Genomic selection (GS) in a cassava breeding program. A, Each breeding cycle begins with a crossing block trial where seeds are generated. The first evaluation, a seedling nursery (SDN) usually involves >10K plants, but cassava does not produce storage roots when planted from seed and no yield data is collected. After 12 months, seedlings are cloned (5–10 cuttings/plant) into their first single-row, unreplicated clonal evaluation trial (CET) followed by at least three stages of yield trials (preliminary [PYT], advanced [AYT], and uniform [UYT]).
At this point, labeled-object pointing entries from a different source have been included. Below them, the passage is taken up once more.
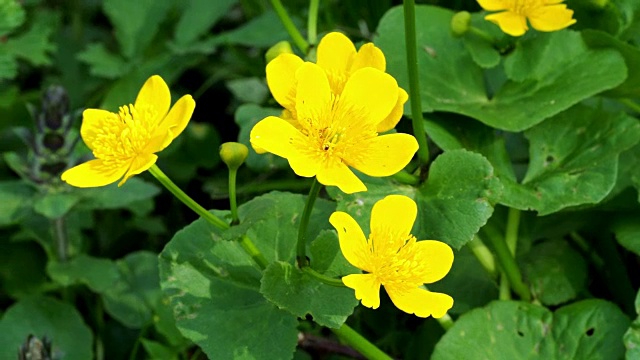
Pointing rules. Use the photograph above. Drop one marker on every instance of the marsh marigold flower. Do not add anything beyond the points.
(125, 143)
(392, 257)
(338, 57)
(333, 132)
(544, 15)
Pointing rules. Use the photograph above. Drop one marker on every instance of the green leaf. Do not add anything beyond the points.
(632, 336)
(11, 16)
(16, 201)
(249, 90)
(293, 290)
(135, 22)
(573, 160)
(246, 117)
(553, 83)
(272, 220)
(100, 275)
(589, 329)
(467, 282)
(34, 45)
(197, 17)
(102, 62)
(133, 298)
(59, 322)
(114, 197)
(218, 304)
(627, 230)
(601, 40)
(457, 199)
(326, 256)
(555, 272)
(55, 205)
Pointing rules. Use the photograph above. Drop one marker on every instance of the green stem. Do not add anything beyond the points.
(359, 343)
(245, 242)
(182, 196)
(484, 255)
(481, 34)
(511, 233)
(322, 278)
(304, 223)
(61, 239)
(297, 38)
(232, 196)
(630, 104)
(312, 23)
(404, 177)
(507, 263)
(414, 84)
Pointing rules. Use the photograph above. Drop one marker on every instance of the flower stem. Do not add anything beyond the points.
(246, 243)
(414, 83)
(312, 22)
(182, 196)
(484, 255)
(322, 278)
(232, 196)
(297, 38)
(362, 345)
(61, 239)
(507, 262)
(304, 223)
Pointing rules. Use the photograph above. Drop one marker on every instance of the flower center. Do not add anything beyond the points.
(394, 261)
(124, 135)
(524, 7)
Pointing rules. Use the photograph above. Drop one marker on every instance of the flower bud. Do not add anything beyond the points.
(233, 154)
(283, 47)
(460, 23)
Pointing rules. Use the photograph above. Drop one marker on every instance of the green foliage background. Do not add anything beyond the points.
(545, 126)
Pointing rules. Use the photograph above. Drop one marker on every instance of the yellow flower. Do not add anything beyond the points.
(335, 132)
(394, 259)
(125, 143)
(338, 57)
(544, 15)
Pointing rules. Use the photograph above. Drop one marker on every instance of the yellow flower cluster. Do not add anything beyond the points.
(334, 110)
(544, 15)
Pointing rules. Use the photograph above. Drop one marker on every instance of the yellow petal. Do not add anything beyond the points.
(93, 173)
(369, 92)
(353, 243)
(367, 288)
(276, 136)
(494, 5)
(392, 218)
(178, 117)
(394, 117)
(313, 96)
(140, 163)
(552, 18)
(369, 56)
(154, 94)
(383, 155)
(93, 122)
(509, 22)
(336, 173)
(281, 79)
(421, 302)
(436, 257)
(335, 52)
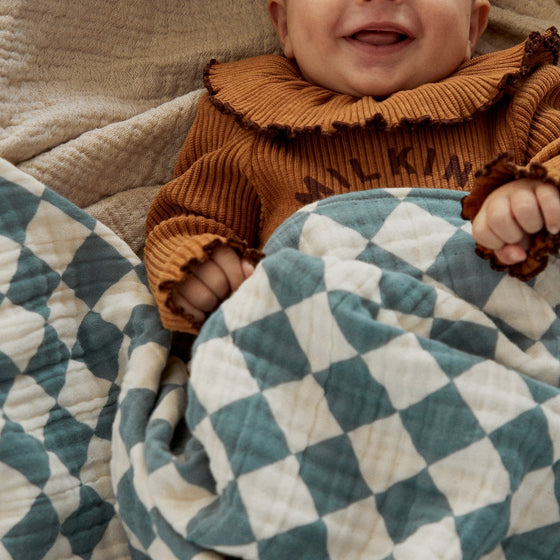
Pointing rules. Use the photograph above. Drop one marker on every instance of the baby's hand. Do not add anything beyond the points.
(211, 282)
(512, 213)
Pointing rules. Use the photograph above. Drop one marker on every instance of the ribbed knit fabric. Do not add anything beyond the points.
(265, 142)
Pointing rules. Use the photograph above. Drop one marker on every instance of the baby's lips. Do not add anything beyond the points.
(379, 38)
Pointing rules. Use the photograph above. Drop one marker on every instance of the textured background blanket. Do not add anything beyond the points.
(96, 96)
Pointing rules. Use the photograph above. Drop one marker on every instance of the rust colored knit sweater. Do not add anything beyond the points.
(265, 143)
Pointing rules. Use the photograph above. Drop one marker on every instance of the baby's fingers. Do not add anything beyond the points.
(229, 263)
(548, 198)
(185, 294)
(494, 225)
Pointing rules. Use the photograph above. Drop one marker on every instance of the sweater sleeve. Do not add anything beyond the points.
(537, 156)
(210, 202)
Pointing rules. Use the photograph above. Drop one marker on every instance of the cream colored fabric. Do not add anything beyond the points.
(512, 20)
(96, 96)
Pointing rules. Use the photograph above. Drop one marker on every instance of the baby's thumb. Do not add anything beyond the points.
(247, 267)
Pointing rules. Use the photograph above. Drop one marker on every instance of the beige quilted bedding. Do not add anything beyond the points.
(96, 96)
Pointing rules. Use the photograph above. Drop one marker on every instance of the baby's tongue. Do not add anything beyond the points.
(378, 38)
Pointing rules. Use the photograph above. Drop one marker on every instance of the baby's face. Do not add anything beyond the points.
(378, 47)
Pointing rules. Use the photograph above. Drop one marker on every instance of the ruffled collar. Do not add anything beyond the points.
(267, 93)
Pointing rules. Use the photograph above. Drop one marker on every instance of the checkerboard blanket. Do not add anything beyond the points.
(75, 315)
(373, 391)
All lines entering CET are genotyped genome-wide; sometimes this is done during the seedling nursery. As a result, genomic prediction enables selection of new parents for crossing even as early as the SDN (dashed red arrow). B, GS has resulted in demonstrable acceleration in the rate of genetic improvement since initiation in 2012. Results shown are from the IITA GS population. The genomically predicted performance of GS-era (purple) and historical (yellow) clones relative to a multi-trait selection index (y-axis) is plotted against the year when each clone was first generated (x-axis). C, Field trial showing variability for one of the major future challenges to cassava: drought. The top image shows plants 3 months after planting, under irrigation at Petrolina (Pernambuco, Brazil). The bottom image shows plants 3 months later under water deficit.